Jim Rudd, who turned 80 last month, was involved in a range of town organisations and he was in charge of numerous initiatives over the years.
He was a long-serving Morpeth Borough and Morpeth Town councillor and was part of the group that led the campaign to re-establish the authority after it disappeared in the local government re-organisation of 1974.
Mr Rudd was a nurse for 40 years and part of his career was at Morpeth Cottage Hospital.
He was the lead senior nursing officer at the former Stannington Children’s Hospital when Stobhill resident Derek Thompson ran the school there and they were both in the ‘league of friends’ that worked to provide new facilities for the hospital.
Mr Thompson said: “Jim was a man with a significant presence who was very committed to his work.
“He was a very caring and particularly kind individual who went the extra mile to help the children at the hospital.
“When I moved to Morpeth in the 1990s, he suggested that I put myself forward for the town council and I was able to see for myself how much effort he put in for the good of the town. He didn’t do anything out of self interest.

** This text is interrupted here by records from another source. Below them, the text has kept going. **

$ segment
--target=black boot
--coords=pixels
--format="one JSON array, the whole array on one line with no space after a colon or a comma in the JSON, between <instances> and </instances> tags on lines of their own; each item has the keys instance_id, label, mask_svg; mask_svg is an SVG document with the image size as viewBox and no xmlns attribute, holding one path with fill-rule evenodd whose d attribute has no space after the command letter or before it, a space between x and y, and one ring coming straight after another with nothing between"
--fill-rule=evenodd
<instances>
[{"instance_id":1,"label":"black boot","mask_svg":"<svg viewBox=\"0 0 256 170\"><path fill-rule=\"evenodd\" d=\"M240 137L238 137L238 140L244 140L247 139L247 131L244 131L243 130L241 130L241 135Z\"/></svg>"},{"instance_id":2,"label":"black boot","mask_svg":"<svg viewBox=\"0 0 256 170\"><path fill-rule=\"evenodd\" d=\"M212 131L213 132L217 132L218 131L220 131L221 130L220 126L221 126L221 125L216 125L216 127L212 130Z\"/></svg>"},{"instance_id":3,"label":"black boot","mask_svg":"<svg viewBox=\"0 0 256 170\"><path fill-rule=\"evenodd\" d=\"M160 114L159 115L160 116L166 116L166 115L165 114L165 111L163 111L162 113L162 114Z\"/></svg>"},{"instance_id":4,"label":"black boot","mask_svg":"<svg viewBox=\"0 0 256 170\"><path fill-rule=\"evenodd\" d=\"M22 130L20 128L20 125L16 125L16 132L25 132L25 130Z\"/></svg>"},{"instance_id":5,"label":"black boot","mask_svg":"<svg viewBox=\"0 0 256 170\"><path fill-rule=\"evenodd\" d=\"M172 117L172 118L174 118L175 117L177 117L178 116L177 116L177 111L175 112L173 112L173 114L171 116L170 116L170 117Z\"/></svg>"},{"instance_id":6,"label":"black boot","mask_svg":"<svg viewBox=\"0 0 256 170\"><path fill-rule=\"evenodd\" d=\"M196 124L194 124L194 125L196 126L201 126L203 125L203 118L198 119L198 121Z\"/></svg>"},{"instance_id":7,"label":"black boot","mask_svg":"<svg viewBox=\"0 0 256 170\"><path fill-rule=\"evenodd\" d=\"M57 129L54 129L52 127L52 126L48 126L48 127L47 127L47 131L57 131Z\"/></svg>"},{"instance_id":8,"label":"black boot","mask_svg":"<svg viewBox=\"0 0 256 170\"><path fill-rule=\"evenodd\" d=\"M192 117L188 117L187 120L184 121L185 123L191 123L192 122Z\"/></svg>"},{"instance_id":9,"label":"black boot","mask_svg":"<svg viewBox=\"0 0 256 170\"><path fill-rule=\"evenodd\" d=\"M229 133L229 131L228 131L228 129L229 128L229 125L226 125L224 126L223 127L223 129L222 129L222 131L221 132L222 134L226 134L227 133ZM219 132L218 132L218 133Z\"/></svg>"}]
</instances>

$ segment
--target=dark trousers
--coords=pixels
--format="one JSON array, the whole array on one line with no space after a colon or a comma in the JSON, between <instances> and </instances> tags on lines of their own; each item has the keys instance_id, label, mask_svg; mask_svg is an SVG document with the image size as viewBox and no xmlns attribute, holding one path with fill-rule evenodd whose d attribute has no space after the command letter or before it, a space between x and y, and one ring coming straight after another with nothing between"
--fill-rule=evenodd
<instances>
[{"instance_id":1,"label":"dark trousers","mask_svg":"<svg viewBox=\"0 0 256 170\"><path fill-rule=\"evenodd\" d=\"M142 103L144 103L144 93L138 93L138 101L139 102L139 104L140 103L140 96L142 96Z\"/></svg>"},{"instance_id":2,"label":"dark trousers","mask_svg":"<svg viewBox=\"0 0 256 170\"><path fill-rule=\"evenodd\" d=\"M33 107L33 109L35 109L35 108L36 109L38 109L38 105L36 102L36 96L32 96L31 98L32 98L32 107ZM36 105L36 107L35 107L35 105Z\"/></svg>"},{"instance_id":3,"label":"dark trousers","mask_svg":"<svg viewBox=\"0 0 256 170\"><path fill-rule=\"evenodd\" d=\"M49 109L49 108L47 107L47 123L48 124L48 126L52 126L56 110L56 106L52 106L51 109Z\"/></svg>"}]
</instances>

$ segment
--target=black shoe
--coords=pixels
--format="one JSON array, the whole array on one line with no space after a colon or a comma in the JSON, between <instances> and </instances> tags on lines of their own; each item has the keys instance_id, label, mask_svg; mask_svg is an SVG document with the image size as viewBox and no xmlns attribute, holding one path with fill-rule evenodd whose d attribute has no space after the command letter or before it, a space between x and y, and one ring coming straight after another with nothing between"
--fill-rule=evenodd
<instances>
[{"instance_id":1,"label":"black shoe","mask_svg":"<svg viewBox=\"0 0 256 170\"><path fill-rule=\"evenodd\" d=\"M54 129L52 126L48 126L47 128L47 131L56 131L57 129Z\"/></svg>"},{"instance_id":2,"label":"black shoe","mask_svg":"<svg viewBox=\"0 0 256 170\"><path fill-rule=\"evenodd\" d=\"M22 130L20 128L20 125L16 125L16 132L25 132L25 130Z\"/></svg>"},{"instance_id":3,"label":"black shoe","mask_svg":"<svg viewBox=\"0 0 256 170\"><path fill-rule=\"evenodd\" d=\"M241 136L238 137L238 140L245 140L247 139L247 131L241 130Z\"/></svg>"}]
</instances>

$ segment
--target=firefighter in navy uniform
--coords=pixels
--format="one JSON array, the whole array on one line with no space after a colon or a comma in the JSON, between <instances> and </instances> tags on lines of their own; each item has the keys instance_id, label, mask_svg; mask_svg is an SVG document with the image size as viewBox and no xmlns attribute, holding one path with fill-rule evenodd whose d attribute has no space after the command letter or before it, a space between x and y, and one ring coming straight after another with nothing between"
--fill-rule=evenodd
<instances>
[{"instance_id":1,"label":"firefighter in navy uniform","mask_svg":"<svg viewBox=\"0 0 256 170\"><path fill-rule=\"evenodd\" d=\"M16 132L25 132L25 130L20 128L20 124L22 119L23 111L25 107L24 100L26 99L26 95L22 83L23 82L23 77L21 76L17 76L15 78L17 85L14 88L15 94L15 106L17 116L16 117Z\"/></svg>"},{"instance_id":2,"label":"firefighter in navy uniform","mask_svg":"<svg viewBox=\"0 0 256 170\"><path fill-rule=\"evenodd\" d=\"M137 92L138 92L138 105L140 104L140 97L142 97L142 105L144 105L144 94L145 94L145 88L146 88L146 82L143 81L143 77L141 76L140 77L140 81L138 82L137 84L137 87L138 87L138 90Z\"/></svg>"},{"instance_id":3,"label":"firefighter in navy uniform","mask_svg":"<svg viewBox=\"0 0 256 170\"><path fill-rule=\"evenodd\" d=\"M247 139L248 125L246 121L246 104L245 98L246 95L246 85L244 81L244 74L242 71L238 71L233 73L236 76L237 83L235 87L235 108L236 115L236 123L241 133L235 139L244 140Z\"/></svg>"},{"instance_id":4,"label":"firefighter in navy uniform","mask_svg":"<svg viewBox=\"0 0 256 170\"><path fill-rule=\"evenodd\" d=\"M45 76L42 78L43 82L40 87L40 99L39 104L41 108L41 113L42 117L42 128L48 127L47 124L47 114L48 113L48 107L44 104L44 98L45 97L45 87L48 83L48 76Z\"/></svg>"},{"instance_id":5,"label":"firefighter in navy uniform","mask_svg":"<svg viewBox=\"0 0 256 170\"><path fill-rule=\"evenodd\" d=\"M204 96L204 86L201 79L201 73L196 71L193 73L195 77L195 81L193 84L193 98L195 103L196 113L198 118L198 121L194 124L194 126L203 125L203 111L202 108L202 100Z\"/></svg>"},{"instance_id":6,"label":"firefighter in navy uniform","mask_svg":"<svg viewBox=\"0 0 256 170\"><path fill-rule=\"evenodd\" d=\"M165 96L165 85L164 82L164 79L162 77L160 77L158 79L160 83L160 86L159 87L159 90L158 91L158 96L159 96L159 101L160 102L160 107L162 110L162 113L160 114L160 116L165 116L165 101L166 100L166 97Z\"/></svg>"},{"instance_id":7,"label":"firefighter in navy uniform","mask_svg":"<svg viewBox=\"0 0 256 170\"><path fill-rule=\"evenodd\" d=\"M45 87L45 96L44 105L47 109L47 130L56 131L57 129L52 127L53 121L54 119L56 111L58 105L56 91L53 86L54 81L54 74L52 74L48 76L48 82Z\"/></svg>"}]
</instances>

“He did a lot to help young people and the play equipment, paddling pool and skate park in Carlisle Park, as well as the BMX track on Morpeth Common, are all part of Jim’s legacy.”
Mr Rudd was chairman of the Morpeth Youth Initiative – its projects included the establishment of the Teen Bar in the town centre. This was an alcohol-free venue where young people could hang out and chat.
He was chairman of Morpeth Town Council for six years in total and was an active member of the Labour Party. In his early days as a councillor, one of the Morpeth Young Socialist members who went canvassing with him was Sir Alistair Graham, who went on to be a Trades Union general secretary and chairman of three Government offices.
MP for Wansbeck Ian Lavery said: “Jim was a remarkable and very likeable character, who was well known in Morpeth for his work in the community.
“I have known him for many years and he was well respected across the political spectrum for the way he represented people regardless of their political views. He was a complete gentleman with everyone.”
Mr Rudd played a big part in Morpeth’s bloom entries and maintaining and extending the Christmas lights during his time as a councillor. The other organisations and institutions he was involved in included the CAB, the Old Bakehouse Millennium Green Trust and Morpeth First School in Goosehill.
Kim Bibby-Wilson, Morpeth Antiquarian Society member and Northumbrian Gathering chairman, said: “Jim was a supporter of cultural events in Morpeth and he helped out at the annual fund-raising concert for the Gathering many times.
“A lot of people will be sad to see him go as he was such a big part of the Morpeth community. We’ll soon be thinking about an appropriate lasting memorial because of what he has done for the town.”